In den sozialen Netzwerken verbreitet sich gerade eine Praktikumsanzeige der etwas anderen Art. Veröffentlicht wurde sie auf der Recruiting-Plattform "Indeed", auf der Arbeitgeber offene Stellen inserieren. Gesucht wurde in diesem Fall ein Praktikant, der für einige Zeit in einem IT-Unternehmen mitarbeiten sollte. Allerdings sollte es dafür kein Geld geben – im Gegenteil: "Beachten Sie, dass es sich um ein umgekehrt finanziertes Praktikum handelt" schrieb das Unternehmen in die Anzeige. Das bedeutet: Der Praktikant sollte keine Vergütung für seine Arbeit, sondern sogar selbst 15 Dollar pro Stunde zahlen.
Ein Screenshot des Angebots – wenn man denn davon sprechen kann – kursiert seit einigen Tagen auf Twitter und Reddit und bringt dort die User auf die Palme. "Das ist ein neuer Tiefpunkt", kommentiert ein User, ein anderer schreibt: "Der Kapitalismus hat endgültig gewonnen." "Hoffentlich ist das nur ein Fake", meint ein Twitterer. Ob die Anzeige tatsächlich ernstgemeint ist, ist in der Tat nicht ganz klar.
Sollen Praktikanten für ein Praktikum bezahlen?
Offenbar hat es die Annonce auf der Seite aber wirklich gegeben: "Indeed" gab auf Twitter bekannt, dass es die Anzeige gelöscht habe und den Fall weiter unter die Lupe nehmen wolle. Gibt es in New York nun wirklich eine Firma, die Praktikanten blechen lässt, oder handelt es sich nur um einen Spaß? Das lässt sich (noch) nicht mit Sicherheit sagen – das Unternehmen, das die Stelle ausgeschrieben haben soll, lässt sich mit einer Google-Suche jedenfalls nicht finden. Doch allein schon die Tatsache, dass so viele diese Anzeige für bare Münze nehmen, erzählt eine Menge darüber, was auf dem Arbeitsmarkt falsch läuft.
Besonders Jobeinsteiger haben es schwer, von ihrer Arbeit auch leben zu können. Sie werden bei Praktika häufig mit Hungerlöhnen abgespeist, wenn sie denn überhaupt bezahlt werden. Und wenn sie überhaupt einen Praktikumsplatz ergattern können – denn in vielen Branchen bauen Unternehmen einen Teufelskreislauf aus Forderungen auf, die es vielen schwer machen, überhaupt einen Einstieg zu finden: Wer keine Erfahrung hat, bekommt kein Praktikum. Ohne Praktikum bekommt man keine Erfahrung. Wer keine Erfahrung hat, bekommt kein Praktikum.
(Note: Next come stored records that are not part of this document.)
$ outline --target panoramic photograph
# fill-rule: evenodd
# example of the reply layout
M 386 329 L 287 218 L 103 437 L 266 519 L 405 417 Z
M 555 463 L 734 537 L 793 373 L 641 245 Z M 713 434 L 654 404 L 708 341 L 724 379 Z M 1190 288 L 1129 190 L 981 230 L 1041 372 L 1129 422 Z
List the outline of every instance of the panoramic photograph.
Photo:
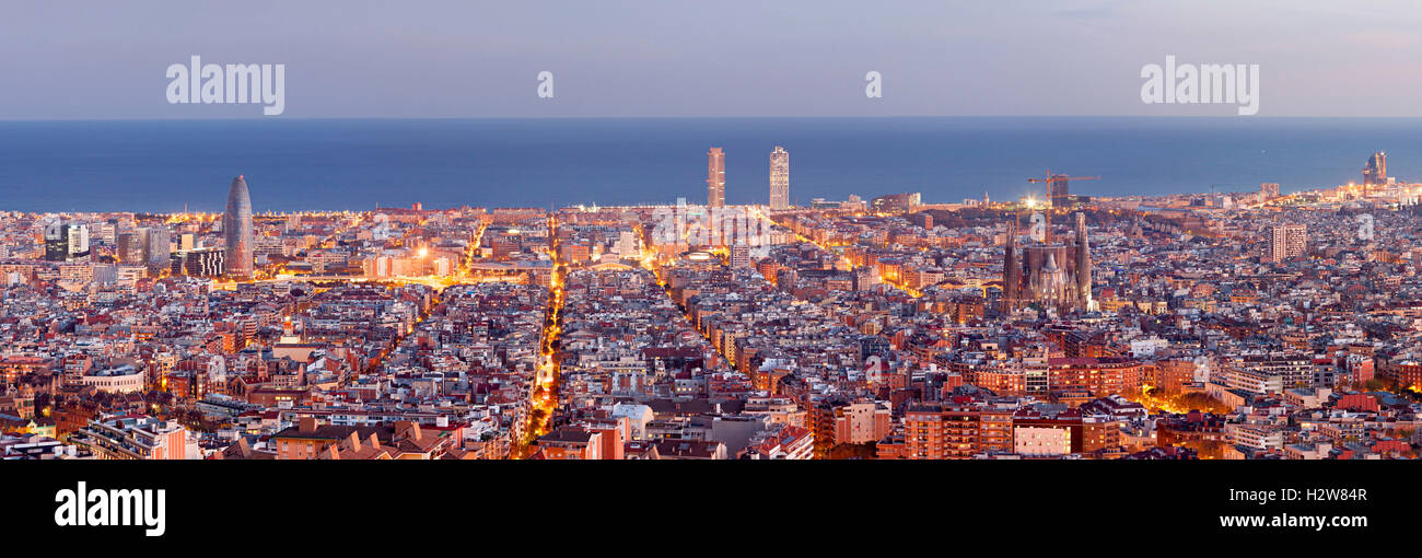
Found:
M 10 539 L 1422 498 L 1416 3 L 0 13 Z

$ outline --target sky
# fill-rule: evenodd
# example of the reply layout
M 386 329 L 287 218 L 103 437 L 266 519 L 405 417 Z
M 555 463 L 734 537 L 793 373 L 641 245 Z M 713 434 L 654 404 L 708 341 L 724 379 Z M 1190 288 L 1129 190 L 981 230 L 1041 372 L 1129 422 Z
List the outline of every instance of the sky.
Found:
M 1418 28 L 1415 0 L 13 0 L 0 120 L 1236 114 L 1143 102 L 1166 56 L 1258 64 L 1260 117 L 1422 117 Z M 193 54 L 284 64 L 286 111 L 169 104 Z

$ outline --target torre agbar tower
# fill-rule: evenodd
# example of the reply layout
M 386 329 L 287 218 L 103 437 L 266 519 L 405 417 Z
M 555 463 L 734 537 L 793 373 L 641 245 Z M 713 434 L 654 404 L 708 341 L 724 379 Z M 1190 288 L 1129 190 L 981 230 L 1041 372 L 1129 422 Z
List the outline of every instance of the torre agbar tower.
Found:
M 222 238 L 226 241 L 228 275 L 252 276 L 252 196 L 242 175 L 228 189 L 228 212 L 222 214 Z

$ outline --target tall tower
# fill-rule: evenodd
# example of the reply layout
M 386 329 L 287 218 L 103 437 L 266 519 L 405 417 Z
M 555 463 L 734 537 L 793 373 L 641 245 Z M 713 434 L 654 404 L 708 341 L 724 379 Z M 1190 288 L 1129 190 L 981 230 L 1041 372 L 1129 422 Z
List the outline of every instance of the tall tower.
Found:
M 1007 249 L 1003 251 L 1003 300 L 1005 310 L 1015 310 L 1022 293 L 1022 263 L 1017 256 L 1017 215 L 1007 223 Z
M 707 206 L 725 205 L 725 152 L 712 147 L 707 152 Z
M 228 211 L 222 214 L 222 238 L 226 241 L 228 275 L 252 276 L 252 196 L 243 175 L 228 188 Z
M 1047 198 L 1051 199 L 1052 208 L 1069 205 L 1071 189 L 1066 184 L 1066 175 L 1052 175 L 1051 182 L 1047 182 Z
M 1086 238 L 1086 214 L 1076 214 L 1076 303 L 1091 310 L 1091 243 Z
M 791 206 L 791 154 L 776 145 L 771 151 L 771 209 Z
M 1362 191 L 1368 186 L 1382 186 L 1388 184 L 1388 154 L 1378 151 L 1368 158 L 1368 167 L 1362 168 Z

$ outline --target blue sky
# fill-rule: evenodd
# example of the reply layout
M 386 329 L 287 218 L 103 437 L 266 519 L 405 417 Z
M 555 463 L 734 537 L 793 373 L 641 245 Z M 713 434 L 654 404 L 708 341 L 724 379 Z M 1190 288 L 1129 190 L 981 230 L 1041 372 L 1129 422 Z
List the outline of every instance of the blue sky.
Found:
M 1413 0 L 16 0 L 0 120 L 262 118 L 168 104 L 192 54 L 286 64 L 280 118 L 1234 114 L 1140 102 L 1167 54 L 1258 64 L 1263 117 L 1422 117 L 1418 28 Z

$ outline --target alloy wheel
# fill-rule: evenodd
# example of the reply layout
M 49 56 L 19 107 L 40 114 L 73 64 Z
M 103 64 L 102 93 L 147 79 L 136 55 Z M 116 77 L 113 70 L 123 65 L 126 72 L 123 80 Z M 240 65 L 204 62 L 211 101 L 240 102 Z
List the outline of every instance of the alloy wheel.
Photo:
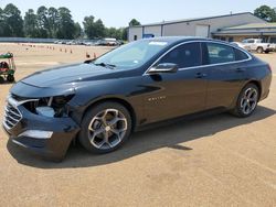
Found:
M 99 150 L 118 145 L 127 131 L 127 119 L 117 109 L 105 109 L 98 112 L 88 124 L 88 139 Z
M 250 115 L 257 106 L 258 91 L 250 87 L 244 91 L 244 95 L 241 99 L 241 109 L 244 115 Z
Unmotivierte, ausgebrannte Berufseinsteiger
Nun wenden viele ein, dass diese Lehrjahre keine Herrenjahre seien und derlei unbezahlte Arbeit als Investition in die Zukunft zu sehen sei. Gut möglich, dass sich das Engagement in einigen Jahren auszahlt. Aber Arbeit ist ja kein Ehrenamt, sondern für die meisten in erster Linie Broterwerb. Wer in den ersten Jahren seiner Berufslaufbahn (bzw. vor dem eigentlichen Berufseinstieg) schon genug Geld für große Sprünge verdienen will, der hat in den meisten Fällen etwas falsch verstanden. Die Praktikanten von heute auf die Zukunft zu verweisen, ist aber noch absurder: Seinen Lebensunterhalt verdienen muss man im Hier und Jetzt. Und zumindest dafür – das heißt für Miete und Nahrungsmittel – sollte die Entlohnung auch bei einem Praktikum reichen.
In Deutschland gibt es für Praktika mittlerweile den Mindestlohn. Das war ein wichtiger Schritt in die richtige Richtung, um Praktikanten besserzustellen. Allerdings gilt auch diese Regelung nur für solche Praktika, die länger als drei Monate dauern und freiwillig absolviert werden. Durch die schlechte Bezahlung für Praktikanten werden Mitarbeiter erzeugt, die schon ganz am Anfang ihres Berufslebens unmotiviert, enttäuscht und ausgebrannt sind.
Die 15 Euro Stundenlohn, die Praktikanten in New York ihrem Unternehmen angeblich zahlen sollten, wirken da absurd und empörend – unvorstellbar sind sie aber nicht. Das sollte den Arbeitgebern zu denken geben.